Is it better for the nephrologist to initiate this conversation with the patient/family, or to wait for the patient/family to broach the subject?
The research is crystal-clear that most American patients want to know their prognosis and want clarification about their rights regarding initiating and discontinuing dialysis. In surveys, patients and their families have consistently endorsed the idea that they want their nephrologist to initiate the discussion if they themselves don’t bring it up.
You may notice that I have been emphasizing the United States in my responses. In researching the book, I examined the global aspects and found that different countries and different societies have different opinions about end-of-life matters. For example, a study from Turkey indicates that a smaller percentage of that population would want to be told if they had a poor prognosis by their physician and they would prefer that such information be told by a doctor who was smiling!
What do you think was the greatest takeaway message for physicians from the Baystate incident?
Nephrologists may sign the orders, but it is their staff that is most likely to be present at the deathbed. The staff is not necessarily in agreement uniformly, and conflict may manifest itself in truly awful ways. Criminal accusations literally eviscerate the lives of the accused─whether or not they are ultimately found guilty.
Communication and education and an opportunity to discuss such life-and-death decisions should involve all members of the treatment team. We tend to downplay the importance of the aides who deliver the food trays or the individuals who push the brooms, but they may be key figures to the patients and families and all of them ideally should understand and share in these decisions.
At the same time, I do not want to exaggerate this notion that withdrawing or withholding life support treatments will result in civil or criminal actions─it rarely does. But it is always important to communicate with patients and their families and to give appropriate, thoughtful, and compassionate care.
Your book is unusual in that it presents an array of health-care “insider issues” to a lay audience. Five years after the death of Terri Schiavo, what do you hope to accomplish by raising awareness about these matters among the public rather than just to people within the health-care arena?
I’m glad you have asked this question, because while professionals will be stimulated by No Good Deed, I wrote it especially for a general audience. Accordingly, while the book contains provocative ideas, it is designed to accurately recount the narrative of its protagonists, and the reader truly comes to care about them and wants to know what happens to them.
I felt compelled to speak to the public because I believe we are less likely to have further incidents involving civil or criminal accusations if we all talk more about these matters. There are physicians I interviewed who went to maximum-security prisons for stopping life-support and providing analgesics for suffering patients, before the legal system woke up to what had happened and they were freed. My hope is such things will never happen again if we are all more knowledgeable about what is considered ethical and legal behavior in our society.
If you were to write a sequel to No Good Deed, which end-of-life treatment matters or related health-care policies would you be most inspired to tackle? That is, which end-of-life issues need the most attention right now?

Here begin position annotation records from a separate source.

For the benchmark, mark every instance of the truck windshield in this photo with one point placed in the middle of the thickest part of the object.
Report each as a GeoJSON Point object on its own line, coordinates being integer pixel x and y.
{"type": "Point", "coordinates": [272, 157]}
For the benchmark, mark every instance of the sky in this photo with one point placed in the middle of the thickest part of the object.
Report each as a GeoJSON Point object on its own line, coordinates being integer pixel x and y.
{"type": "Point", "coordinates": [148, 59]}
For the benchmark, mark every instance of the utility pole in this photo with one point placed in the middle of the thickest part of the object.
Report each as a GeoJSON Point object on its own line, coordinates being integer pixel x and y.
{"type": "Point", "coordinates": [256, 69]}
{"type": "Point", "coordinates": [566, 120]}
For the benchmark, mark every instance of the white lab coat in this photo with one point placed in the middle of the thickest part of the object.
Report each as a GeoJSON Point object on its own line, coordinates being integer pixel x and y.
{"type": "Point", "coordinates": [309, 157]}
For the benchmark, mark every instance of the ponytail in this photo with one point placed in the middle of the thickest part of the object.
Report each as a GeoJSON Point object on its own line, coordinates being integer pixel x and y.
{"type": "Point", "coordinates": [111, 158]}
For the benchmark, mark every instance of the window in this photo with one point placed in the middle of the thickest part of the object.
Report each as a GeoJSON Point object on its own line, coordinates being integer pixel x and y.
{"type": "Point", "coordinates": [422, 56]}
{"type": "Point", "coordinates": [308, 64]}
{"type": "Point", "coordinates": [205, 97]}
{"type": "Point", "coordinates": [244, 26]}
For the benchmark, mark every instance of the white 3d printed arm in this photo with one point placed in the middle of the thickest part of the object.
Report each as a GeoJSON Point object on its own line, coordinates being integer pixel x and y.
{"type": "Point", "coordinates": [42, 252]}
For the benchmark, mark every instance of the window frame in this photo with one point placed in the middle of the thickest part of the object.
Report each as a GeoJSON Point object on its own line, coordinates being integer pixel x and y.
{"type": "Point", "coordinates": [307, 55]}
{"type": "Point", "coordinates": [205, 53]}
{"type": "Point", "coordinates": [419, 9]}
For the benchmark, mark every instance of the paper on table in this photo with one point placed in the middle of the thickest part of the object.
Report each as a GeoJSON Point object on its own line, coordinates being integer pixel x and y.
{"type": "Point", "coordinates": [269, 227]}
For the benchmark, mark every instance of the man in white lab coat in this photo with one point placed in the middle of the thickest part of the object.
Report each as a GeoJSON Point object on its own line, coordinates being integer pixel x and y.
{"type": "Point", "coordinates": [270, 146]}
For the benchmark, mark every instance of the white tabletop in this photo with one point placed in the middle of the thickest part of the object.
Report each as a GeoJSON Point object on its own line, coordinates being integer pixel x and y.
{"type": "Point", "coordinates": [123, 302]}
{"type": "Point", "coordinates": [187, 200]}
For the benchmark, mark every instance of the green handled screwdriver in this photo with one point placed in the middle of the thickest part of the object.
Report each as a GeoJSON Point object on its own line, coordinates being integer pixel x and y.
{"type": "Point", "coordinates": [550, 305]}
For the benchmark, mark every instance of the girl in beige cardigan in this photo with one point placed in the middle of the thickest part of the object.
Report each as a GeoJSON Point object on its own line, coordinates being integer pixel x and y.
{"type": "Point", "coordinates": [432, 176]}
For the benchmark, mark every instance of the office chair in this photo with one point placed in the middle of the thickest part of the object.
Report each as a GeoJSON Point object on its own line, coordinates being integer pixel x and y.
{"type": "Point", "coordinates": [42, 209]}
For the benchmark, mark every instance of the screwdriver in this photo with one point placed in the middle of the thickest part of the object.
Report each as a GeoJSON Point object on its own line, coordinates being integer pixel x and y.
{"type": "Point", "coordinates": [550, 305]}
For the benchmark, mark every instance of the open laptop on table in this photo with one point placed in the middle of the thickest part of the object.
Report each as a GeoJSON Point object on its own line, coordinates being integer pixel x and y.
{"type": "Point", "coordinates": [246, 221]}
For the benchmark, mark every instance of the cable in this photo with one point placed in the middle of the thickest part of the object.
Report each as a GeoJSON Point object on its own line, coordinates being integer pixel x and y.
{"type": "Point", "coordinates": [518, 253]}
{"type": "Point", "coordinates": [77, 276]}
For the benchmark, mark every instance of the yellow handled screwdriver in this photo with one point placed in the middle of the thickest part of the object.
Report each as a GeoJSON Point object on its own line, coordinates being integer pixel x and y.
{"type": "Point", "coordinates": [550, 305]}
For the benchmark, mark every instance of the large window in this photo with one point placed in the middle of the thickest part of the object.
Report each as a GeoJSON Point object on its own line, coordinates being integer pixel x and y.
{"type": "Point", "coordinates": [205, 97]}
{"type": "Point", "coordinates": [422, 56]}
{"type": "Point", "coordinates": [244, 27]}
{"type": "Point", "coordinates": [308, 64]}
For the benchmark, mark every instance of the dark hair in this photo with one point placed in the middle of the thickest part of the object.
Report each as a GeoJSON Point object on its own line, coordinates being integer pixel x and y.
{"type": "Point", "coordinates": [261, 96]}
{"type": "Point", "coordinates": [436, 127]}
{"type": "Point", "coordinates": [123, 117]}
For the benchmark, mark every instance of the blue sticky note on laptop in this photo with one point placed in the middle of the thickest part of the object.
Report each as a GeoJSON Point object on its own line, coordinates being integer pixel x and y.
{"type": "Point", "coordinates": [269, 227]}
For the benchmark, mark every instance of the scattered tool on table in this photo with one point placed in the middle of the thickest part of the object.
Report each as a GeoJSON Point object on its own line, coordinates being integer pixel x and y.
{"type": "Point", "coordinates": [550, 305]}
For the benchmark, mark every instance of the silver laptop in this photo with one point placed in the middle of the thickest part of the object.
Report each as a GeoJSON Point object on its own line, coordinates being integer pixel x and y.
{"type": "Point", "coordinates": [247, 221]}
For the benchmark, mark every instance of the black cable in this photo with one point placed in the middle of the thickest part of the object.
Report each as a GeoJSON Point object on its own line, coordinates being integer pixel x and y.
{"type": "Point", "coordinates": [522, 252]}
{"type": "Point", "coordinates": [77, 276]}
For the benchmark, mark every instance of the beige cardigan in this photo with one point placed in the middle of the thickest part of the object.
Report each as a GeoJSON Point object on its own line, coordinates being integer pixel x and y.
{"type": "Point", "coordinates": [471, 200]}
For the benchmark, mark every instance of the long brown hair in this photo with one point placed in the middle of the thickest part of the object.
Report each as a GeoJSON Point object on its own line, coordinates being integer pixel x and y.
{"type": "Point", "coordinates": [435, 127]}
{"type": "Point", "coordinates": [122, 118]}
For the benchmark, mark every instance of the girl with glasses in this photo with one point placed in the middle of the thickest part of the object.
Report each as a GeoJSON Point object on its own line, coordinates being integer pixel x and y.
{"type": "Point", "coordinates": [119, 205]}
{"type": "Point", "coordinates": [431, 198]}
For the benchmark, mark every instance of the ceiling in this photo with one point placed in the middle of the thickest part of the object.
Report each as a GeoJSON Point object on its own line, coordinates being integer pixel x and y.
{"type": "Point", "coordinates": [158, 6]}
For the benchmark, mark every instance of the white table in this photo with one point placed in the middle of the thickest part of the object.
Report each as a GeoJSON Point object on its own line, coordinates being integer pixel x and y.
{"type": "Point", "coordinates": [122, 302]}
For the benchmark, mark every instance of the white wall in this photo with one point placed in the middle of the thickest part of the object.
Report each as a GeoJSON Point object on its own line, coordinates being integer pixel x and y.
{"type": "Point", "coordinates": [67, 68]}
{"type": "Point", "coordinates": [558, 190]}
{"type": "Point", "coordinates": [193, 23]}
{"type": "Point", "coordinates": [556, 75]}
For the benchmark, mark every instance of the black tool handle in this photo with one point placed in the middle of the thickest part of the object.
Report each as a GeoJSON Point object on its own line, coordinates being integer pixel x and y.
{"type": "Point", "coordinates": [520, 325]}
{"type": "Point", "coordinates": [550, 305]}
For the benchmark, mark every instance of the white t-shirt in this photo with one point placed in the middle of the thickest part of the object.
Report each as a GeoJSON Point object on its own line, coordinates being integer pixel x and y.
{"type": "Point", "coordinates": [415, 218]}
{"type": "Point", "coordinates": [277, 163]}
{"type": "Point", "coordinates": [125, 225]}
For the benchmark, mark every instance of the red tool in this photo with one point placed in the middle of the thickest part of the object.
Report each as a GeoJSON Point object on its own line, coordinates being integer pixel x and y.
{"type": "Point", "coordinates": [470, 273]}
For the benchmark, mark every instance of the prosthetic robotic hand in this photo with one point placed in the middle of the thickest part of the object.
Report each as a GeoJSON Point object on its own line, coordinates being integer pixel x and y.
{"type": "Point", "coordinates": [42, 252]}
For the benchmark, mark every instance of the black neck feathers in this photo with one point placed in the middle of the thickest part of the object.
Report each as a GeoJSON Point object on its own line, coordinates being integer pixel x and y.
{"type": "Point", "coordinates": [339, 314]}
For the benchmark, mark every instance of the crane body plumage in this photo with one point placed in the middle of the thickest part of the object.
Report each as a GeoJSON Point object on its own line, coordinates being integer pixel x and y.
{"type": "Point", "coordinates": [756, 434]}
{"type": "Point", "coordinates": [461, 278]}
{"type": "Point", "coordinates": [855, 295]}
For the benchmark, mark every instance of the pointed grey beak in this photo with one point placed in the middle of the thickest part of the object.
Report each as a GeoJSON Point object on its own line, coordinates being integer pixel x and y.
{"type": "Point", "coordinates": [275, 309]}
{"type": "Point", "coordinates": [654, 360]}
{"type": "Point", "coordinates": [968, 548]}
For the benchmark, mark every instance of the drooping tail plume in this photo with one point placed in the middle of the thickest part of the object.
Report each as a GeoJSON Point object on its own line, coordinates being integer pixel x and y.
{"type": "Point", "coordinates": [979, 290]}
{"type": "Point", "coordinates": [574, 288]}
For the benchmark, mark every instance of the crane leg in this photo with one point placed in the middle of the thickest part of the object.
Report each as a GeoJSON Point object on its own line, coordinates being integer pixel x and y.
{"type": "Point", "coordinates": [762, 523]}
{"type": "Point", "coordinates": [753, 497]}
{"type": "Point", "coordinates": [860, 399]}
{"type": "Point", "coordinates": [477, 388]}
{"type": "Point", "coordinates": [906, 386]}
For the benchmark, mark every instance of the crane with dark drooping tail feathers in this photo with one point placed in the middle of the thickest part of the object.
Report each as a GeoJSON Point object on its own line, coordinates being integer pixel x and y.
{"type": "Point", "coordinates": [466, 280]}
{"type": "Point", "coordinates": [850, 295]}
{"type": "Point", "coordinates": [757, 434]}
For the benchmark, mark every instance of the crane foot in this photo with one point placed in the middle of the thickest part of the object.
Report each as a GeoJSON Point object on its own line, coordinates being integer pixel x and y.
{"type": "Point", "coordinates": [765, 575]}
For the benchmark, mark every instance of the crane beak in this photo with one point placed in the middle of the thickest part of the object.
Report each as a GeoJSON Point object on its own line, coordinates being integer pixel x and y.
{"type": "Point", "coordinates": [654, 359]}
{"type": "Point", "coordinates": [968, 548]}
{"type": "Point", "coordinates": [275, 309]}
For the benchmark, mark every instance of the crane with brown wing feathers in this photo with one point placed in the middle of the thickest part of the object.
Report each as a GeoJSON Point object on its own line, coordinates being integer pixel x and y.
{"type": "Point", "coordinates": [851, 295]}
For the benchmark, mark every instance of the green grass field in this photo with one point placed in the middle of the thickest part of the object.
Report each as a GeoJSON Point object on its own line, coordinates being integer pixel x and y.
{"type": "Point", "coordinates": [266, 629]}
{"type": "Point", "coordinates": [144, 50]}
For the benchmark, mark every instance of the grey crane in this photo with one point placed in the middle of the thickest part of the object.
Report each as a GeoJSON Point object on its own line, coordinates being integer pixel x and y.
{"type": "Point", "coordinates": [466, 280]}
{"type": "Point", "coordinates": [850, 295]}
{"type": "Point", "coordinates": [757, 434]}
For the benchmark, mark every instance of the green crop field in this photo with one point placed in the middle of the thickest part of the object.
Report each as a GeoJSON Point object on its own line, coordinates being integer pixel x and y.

The Schindler family and the groups that they mobilized─what I loosely call the Sanctity of Life Coalition─are most concerned about feeding tubes and about physician-assisted dying. Those are pretty interesting topics. However, I received a Rockefeller Bellagio Residency and a Guggenheim Fellowship to complete No Good Deed, and both awards made me more appreciative of the global differences in end-of-life care practices.
My fantasy project would be to convene an international workgroup along with Woody Moss and my long-time nephrologist collaborator, Michael Germain, to look at the new renal guidelines on initiation and discontinuation of dialysis. I would like to examine this from the perspective of nephrologists, ethicists, and policymakers from around the world and to seek areas of conflict and consensus.
If you had to choose the one party or entity that should have the ultimate decision-making power in end-of-life issues, whom or what would that be: The patient? The family? The provider? The law?
Hopefully no one will ever have the ultimate decision-making power. These are issues that are too complex to mandate or legislate. These are issues that require flexibility. If we ever feel comfortable arriving at them then we are all in trouble.
*Editor’s note: Terri Schiavo, 41, died of dehydration in a hospice in Pinellas Park, Florida, on March 31, 2005, 13 days after the controversial removal of her percutaneous endoscopic gastrostomy tube, which she required after suffering cardiac arrest 15 years earlier. (After being on a ventilator for a few weeks following her collapse, Schiavo breathed on her own for the rest of her life.)
Her husband, who was her court-appointed guardian, favored withdrawal of life support; her parents objected. The situation showcased a variety of conflicting viewpoints held by family members, medical professionals, legislators, the general public, and even the Vatican regarding patient and surrogate rights, advance directives, and medical ethics.